There are no commonly available yardsticks, so we decided to put the question to Perplexity and received the following response:

Typical Benchmark Ranges for Marketing Measurement

  • Entry-level / basic tracking: 3–5% of media spend, usually covering web analytics, basic reporting, and limited attribution.
  • Standard performance-focused teams: 5–10% of media spend, funding proper multi-channel tracking, incrementality tests, and some external tools or light consultancy.
  • Advanced / data-driven marketers: 10–15% of media spend, where robust MMM, MTA, experiments, and specialist partners are used to drive continuous budget reallocation and ROMI gains.

What Marketers Actually Pay in Reality

However, our own experience as an external provider of marketing measurement services is significantly different. The following table gives an overview of the level of charges that in reality, we find marketers are prepared to pay:

Cost of marketing attribution as % of marketing budget

Complex marketing requires MMM + MTA 2.5% – 5.0% 1.0%
Simple marketing requires just MTA 1.0% – 2.5% 0.5%
  Low budget <1m High budget >10m


Here, we may be getting closer to understanding why marketers don’t budget for marketing measurement, which is because they fear it is going to cost too much.
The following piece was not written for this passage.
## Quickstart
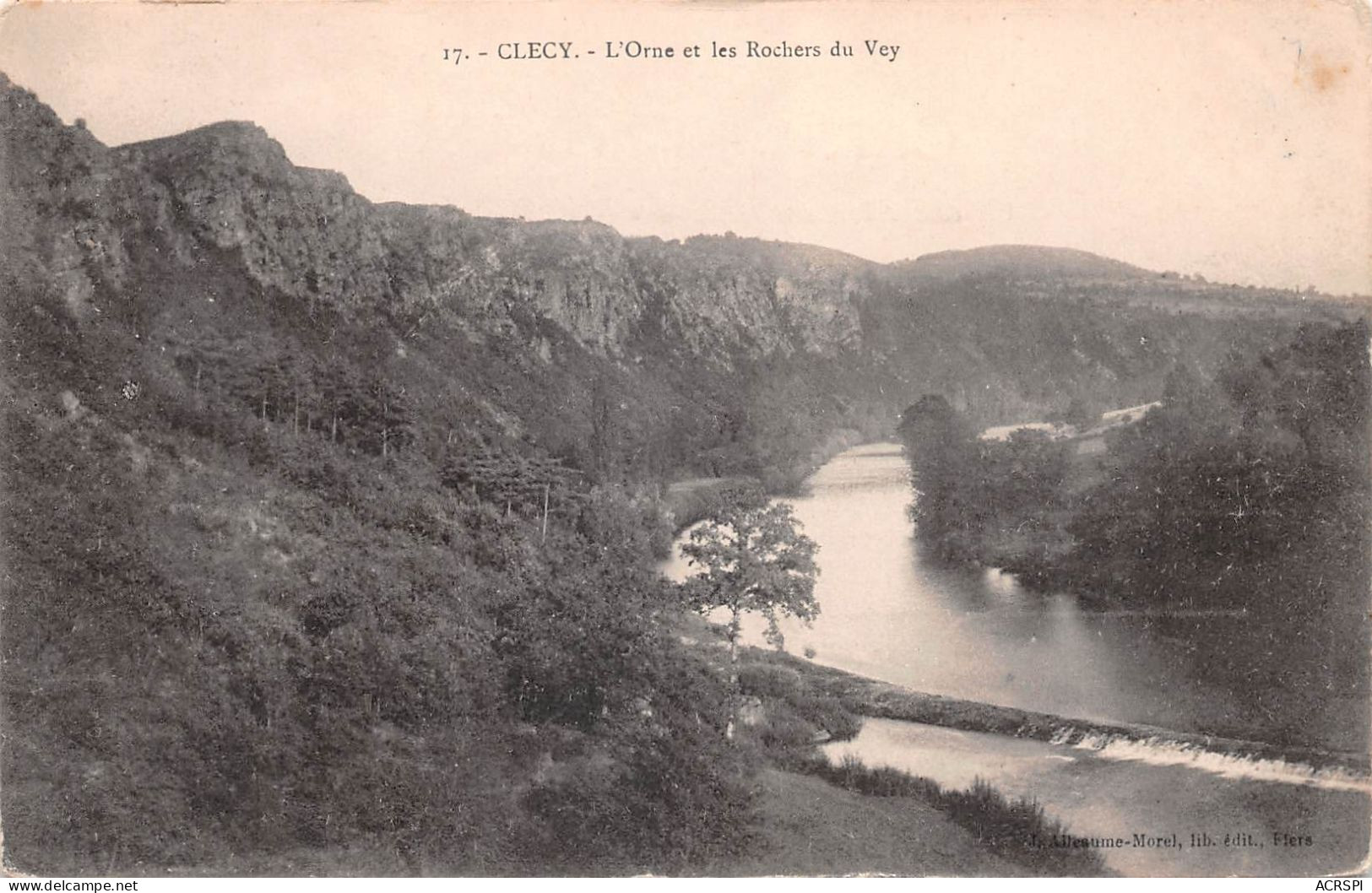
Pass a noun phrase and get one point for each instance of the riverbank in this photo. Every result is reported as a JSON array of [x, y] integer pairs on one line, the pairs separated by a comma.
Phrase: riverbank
[[811, 827], [870, 697]]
Proving ROI From Marketing Measurement

Clearly, whatever is spent on marketing measurement needs to have its own ROI calculation, and this is where case studies are required to highlight examples of the returns obtained.
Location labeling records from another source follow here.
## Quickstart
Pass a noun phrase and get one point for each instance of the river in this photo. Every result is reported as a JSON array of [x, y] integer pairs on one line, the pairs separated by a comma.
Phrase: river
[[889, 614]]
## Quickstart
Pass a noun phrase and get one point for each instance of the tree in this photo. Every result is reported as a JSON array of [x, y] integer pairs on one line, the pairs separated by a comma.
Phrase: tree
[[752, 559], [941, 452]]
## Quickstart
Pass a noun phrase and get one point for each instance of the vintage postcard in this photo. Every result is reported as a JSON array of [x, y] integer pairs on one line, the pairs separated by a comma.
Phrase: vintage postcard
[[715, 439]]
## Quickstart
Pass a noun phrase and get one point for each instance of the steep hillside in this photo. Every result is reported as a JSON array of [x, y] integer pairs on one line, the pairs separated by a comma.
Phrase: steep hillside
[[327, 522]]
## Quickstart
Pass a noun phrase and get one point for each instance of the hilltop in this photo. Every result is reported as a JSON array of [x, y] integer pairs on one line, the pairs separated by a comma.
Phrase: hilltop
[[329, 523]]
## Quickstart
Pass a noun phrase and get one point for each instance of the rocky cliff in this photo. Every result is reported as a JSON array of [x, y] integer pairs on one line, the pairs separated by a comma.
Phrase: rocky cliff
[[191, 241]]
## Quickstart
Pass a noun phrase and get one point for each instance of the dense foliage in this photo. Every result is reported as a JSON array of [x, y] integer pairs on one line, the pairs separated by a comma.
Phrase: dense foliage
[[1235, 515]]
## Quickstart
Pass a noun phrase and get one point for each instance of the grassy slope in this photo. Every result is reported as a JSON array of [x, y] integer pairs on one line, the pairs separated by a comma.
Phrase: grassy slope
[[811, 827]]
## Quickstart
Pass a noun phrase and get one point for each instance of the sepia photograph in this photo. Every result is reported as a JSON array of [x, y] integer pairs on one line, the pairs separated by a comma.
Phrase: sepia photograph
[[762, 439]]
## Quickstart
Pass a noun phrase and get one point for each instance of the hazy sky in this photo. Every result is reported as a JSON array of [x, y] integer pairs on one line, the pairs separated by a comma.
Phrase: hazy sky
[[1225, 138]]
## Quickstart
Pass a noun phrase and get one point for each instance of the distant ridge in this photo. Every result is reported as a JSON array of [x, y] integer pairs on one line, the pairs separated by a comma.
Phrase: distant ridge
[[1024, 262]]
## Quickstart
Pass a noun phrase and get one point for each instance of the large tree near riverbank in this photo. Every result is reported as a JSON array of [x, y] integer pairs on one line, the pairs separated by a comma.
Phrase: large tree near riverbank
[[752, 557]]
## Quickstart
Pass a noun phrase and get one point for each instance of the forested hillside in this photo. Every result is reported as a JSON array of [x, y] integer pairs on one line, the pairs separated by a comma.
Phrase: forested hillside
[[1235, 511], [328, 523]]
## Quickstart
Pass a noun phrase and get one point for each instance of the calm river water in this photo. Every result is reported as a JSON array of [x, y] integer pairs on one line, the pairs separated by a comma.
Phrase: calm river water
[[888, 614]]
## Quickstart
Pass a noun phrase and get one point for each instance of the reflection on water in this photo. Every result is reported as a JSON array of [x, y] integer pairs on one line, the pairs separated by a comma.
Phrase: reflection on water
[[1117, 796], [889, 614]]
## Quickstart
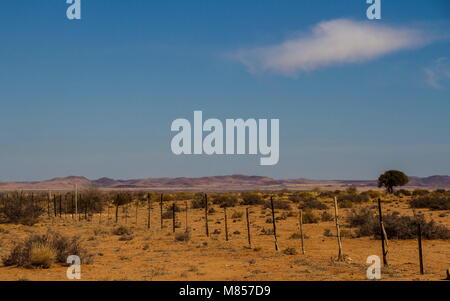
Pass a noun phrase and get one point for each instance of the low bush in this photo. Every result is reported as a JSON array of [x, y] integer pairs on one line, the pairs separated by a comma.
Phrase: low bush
[[42, 251], [277, 204], [122, 230], [250, 198], [183, 236], [326, 217], [434, 201], [313, 204], [18, 209], [396, 226], [225, 200], [290, 251], [237, 214], [301, 197], [310, 218]]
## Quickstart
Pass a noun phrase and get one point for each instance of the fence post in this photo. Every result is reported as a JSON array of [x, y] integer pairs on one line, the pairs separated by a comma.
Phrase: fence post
[[226, 223], [160, 211], [149, 201], [137, 208], [173, 217], [76, 200], [186, 217], [274, 224], [206, 215], [338, 230], [301, 231], [60, 206], [419, 240], [117, 211], [248, 228], [55, 210], [48, 204], [384, 248]]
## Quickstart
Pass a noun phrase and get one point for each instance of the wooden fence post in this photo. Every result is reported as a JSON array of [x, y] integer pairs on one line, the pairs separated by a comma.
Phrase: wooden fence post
[[248, 228], [206, 215], [76, 200], [117, 211], [419, 240], [60, 206], [226, 223], [186, 217], [338, 230], [274, 224], [108, 218], [137, 208], [173, 217], [149, 201], [384, 248], [55, 211], [48, 203], [160, 211], [301, 230]]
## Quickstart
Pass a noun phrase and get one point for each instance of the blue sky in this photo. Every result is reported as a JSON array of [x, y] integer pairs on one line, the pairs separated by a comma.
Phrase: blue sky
[[96, 97]]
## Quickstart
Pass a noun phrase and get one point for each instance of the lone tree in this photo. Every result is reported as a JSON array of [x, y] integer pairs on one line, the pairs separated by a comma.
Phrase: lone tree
[[392, 178]]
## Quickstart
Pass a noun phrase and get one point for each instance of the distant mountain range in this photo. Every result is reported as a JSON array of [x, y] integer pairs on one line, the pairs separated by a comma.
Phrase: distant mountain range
[[215, 183]]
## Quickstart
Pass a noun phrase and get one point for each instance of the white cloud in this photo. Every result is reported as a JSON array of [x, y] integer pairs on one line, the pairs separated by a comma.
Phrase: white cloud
[[438, 74], [330, 43]]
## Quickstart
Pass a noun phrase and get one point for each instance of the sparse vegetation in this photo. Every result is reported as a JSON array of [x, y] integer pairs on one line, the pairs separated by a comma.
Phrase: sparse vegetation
[[397, 227], [42, 251]]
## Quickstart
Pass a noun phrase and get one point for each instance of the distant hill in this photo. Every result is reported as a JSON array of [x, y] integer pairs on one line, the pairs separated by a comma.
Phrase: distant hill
[[215, 183]]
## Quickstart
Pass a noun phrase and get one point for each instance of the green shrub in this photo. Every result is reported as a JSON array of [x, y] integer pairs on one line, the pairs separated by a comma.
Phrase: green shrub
[[434, 201], [326, 217], [225, 200], [122, 230], [19, 209], [310, 218], [396, 226], [42, 255], [38, 251], [313, 204], [250, 198], [301, 196], [290, 251], [277, 204]]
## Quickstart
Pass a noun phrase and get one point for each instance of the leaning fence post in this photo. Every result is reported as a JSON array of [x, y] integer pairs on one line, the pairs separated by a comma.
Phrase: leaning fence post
[[76, 200], [148, 210], [384, 248], [117, 210], [301, 230], [248, 228], [48, 203], [173, 217], [160, 210], [226, 222], [419, 240], [55, 211], [274, 224], [206, 215], [186, 217], [60, 206], [338, 230], [137, 208]]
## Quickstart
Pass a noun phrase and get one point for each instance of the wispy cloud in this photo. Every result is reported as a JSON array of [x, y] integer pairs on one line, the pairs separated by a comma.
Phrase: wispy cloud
[[438, 74], [330, 43]]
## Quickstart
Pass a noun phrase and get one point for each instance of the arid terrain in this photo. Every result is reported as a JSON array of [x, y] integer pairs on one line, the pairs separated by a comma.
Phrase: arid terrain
[[155, 254], [216, 183]]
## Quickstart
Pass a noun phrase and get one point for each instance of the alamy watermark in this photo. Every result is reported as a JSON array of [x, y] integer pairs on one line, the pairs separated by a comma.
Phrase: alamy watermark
[[229, 139]]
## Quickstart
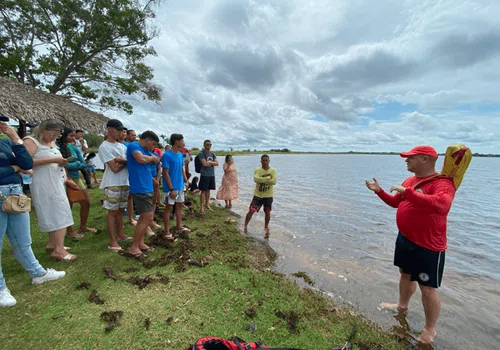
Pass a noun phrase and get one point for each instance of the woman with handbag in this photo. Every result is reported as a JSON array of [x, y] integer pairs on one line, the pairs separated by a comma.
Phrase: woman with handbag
[[77, 163], [14, 211], [48, 187]]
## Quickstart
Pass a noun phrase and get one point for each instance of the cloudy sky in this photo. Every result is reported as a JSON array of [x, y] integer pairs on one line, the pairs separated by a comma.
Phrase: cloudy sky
[[324, 75]]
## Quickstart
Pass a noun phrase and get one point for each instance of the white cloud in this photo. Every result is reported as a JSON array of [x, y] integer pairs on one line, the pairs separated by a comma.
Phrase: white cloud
[[252, 74]]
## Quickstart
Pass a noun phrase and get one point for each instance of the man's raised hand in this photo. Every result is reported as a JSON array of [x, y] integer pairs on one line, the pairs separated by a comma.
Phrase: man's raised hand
[[373, 186]]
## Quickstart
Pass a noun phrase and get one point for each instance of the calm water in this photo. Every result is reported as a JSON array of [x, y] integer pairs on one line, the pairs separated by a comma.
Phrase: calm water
[[326, 222]]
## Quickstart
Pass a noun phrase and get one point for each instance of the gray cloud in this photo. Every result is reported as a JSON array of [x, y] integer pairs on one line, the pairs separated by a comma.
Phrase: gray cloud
[[237, 65], [461, 50], [375, 68]]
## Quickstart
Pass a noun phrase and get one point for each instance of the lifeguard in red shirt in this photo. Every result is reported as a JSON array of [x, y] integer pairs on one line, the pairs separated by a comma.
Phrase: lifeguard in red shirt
[[423, 202]]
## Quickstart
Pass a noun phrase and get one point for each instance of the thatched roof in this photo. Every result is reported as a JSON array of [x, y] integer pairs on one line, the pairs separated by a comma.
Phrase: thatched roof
[[23, 102]]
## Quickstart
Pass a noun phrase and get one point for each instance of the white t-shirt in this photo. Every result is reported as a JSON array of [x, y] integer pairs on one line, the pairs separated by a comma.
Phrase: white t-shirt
[[107, 152], [79, 145]]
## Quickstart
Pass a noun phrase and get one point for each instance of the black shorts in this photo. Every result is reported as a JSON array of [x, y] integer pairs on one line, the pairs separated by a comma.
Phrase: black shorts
[[143, 202], [425, 266], [207, 183], [258, 202]]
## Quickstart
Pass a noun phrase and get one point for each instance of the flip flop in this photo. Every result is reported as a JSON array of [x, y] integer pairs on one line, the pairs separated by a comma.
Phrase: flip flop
[[89, 229], [50, 250], [67, 258], [139, 256]]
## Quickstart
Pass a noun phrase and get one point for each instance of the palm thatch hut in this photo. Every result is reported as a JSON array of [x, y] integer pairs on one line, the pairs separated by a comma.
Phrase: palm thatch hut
[[30, 105]]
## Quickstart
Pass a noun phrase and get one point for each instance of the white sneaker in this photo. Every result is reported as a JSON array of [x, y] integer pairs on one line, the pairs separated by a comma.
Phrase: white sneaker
[[51, 275], [6, 299]]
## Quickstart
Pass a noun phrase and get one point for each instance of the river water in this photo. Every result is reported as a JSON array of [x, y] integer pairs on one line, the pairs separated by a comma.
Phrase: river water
[[326, 223]]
As no two businesses are the same, one cannot borrow an expected ROI from another company’s experience, but they do provide a level of benchmarking which may be useful:

Case Study: A Global Cruise Line

  • 50% improvement in ROI from a very significant spend in PPC
  • an accurate understanding of channel effectiveness in each region
  • a clear indication of which markets provided the highest potential

Case Study: A Large-Scale Wine Retailer

  • CMO obtained an increased marketing budget based on board-level confidence in the metrics he was using
  • The new customer acquisition strategy showed a 76% uplift in sales
  • CRM campaigns using direct mail and email were fine-tuned

Case Study: A Major Travel Company

  • £250k per annum saved on CFRM direct mail costs without loss of sales
  • CMO is able to justify his budget to the board
  • optimised budget allocation across channels

How Marketing Measurement Delivers ROI Across the Business

As you will see from these examples, there is no single area where marketing measurement will in reality provide better returns, as its impact will be felt across all channels and all customer segments.

However, in our experience, these are the more common ways in which measurements create their own ROI:

  • provision of a sound basis from which a CMO can justify their marketing budget, because the incremental effect is proven
  • an understanding of the impact over time of brand marketing and its contribution to other channels
  • optimising budget allocation across channels and also across different times of year
  • Reducing waste on campaigns that are not performing
  • provision of an understanding of which customer segments respond best to which types of marketing

Conclusion: Marketing Measurement Is an Investment, Not a Cost

In conclusion, marketers need not be fearful of the costs of using trustworthy independent providers of marketing measurement, because money spent in this way, rather than simply spending a tiny fraction more on media, can provide trust in what they are delivering, plus very significant returns, and can put the entire marketing activity on a sound ROI footing.